Prior to risking you first dollar in the capital markets, you should spend time designing a trading strategy that you perceive will generate returns. There are several types of strategies you can use but the success will depend on whether the strategy you choose is one that you are comfortable trading. One of the first concepts you should tackle is determining your trading personality and then match your trading personality with a trading style. Some of the most popular online trading strategies include trend following, momentum and contrarian trading methods.
What is your Trading Personality?
You should ask yourself some questions before you attempt to find a trading strategy. Do you like finding bargains, and before you shop for an item to you spend hours trying to find the best deal? Do you like to take a contrarian view or do you like to move with the trend. Once you answered these question you can then try to find a trading strategy that is in line with your trading personality.

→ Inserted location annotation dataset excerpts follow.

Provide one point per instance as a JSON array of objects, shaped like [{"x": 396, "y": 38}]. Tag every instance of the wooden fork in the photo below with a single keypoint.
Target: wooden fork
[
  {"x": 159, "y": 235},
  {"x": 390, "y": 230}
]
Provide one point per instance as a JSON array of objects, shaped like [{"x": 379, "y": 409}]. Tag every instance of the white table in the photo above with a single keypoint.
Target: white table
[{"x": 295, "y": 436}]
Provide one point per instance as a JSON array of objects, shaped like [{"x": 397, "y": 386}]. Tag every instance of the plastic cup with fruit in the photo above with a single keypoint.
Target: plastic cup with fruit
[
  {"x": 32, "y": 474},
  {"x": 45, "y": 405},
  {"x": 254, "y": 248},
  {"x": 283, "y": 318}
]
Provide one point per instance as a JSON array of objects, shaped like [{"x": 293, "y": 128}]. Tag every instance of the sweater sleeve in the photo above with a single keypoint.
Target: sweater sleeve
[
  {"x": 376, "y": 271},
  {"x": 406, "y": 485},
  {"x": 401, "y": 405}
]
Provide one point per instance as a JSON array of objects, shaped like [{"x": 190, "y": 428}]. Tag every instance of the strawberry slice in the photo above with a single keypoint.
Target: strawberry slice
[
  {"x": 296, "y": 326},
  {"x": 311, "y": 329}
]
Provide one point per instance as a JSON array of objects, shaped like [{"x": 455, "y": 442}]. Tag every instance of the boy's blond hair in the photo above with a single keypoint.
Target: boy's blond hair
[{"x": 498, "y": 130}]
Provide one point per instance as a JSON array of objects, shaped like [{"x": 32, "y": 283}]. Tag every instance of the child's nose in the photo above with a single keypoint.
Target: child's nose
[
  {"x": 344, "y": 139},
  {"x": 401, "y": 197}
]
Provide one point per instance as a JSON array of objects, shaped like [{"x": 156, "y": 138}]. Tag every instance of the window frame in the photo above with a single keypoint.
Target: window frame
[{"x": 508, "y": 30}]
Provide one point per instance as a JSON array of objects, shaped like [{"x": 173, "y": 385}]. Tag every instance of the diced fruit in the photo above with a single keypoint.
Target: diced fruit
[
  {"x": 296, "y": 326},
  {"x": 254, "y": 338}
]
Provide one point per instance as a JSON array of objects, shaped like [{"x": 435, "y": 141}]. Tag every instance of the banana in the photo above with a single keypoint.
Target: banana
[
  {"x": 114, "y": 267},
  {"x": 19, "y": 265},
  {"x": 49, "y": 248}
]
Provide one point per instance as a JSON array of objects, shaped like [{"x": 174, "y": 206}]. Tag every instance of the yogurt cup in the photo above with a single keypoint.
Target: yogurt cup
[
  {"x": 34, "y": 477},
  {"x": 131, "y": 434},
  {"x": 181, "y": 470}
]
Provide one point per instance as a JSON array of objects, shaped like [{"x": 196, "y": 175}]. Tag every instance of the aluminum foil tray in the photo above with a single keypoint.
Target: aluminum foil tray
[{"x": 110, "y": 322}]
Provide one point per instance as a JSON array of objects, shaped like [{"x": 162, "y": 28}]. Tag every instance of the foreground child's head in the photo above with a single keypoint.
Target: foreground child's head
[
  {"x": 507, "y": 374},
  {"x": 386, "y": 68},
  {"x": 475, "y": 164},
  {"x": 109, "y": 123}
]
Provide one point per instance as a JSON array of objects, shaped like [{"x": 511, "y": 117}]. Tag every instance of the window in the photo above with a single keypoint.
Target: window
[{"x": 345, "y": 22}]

There are several types of trading strategies and one of the most popular is trend following. Here you are trying to identify a trend where price move in one direction for an extended period. Markets generally trend approximately one third of the time, which means they consolidate and trade sideways the other 2-thirds. One of the most common trend following strategies is the moving average crossover trading strategy. Here you are looking for a scenario where a short-term moving average crosses above or below a longer-term moving average. A moving average is the average of a specific period. When you add a new period (day) to the moving average, the first period in the calculation is dropped.
In the chart of the EUR/USD when the 20-day moving average crosses above the 50-day moving average a medium term up trend is considered in place. When the 20-day moving average crosses below the 50-day moving average, a short-term downtrend is considered in place.
Contrarian Trading Strategies
Trading market sentiment is also another popular way to find a security or currency pair that is poised to change direction. The relative strength index (RSI) developed by J Wells Wilder, is a momentum oscillator that describes sentiment. The index measures prices over the past 14-periods and generates an index from 1-100. RSI index readings above 70 are considered overbought while RSI readings below 30 are considered oversold. When sentiment is too high and your see a RSI reading above 70, the market is overbought and you can considered selling. When sentiment is depressed and you see and RSI reading below 30 you can consider purchasing the currency pair.
Many people like to trade markets were they what momentum accelerate and then jump on the train to catch a move and jump off before the prices begins to decelerate. One of the best momentum indicators is the MACD (moving average convergence divergence) index. The MACD generates buy and sell crossover signals that describe when positive and negative momentum are accelerating.
Prior to risking capital, you should determine your trading personality and find a trading strategy that fits with your personality. Whether you like contrarian sentiment indicators or trend following strategies you need to find a strategy that you can trade that makes sense to you.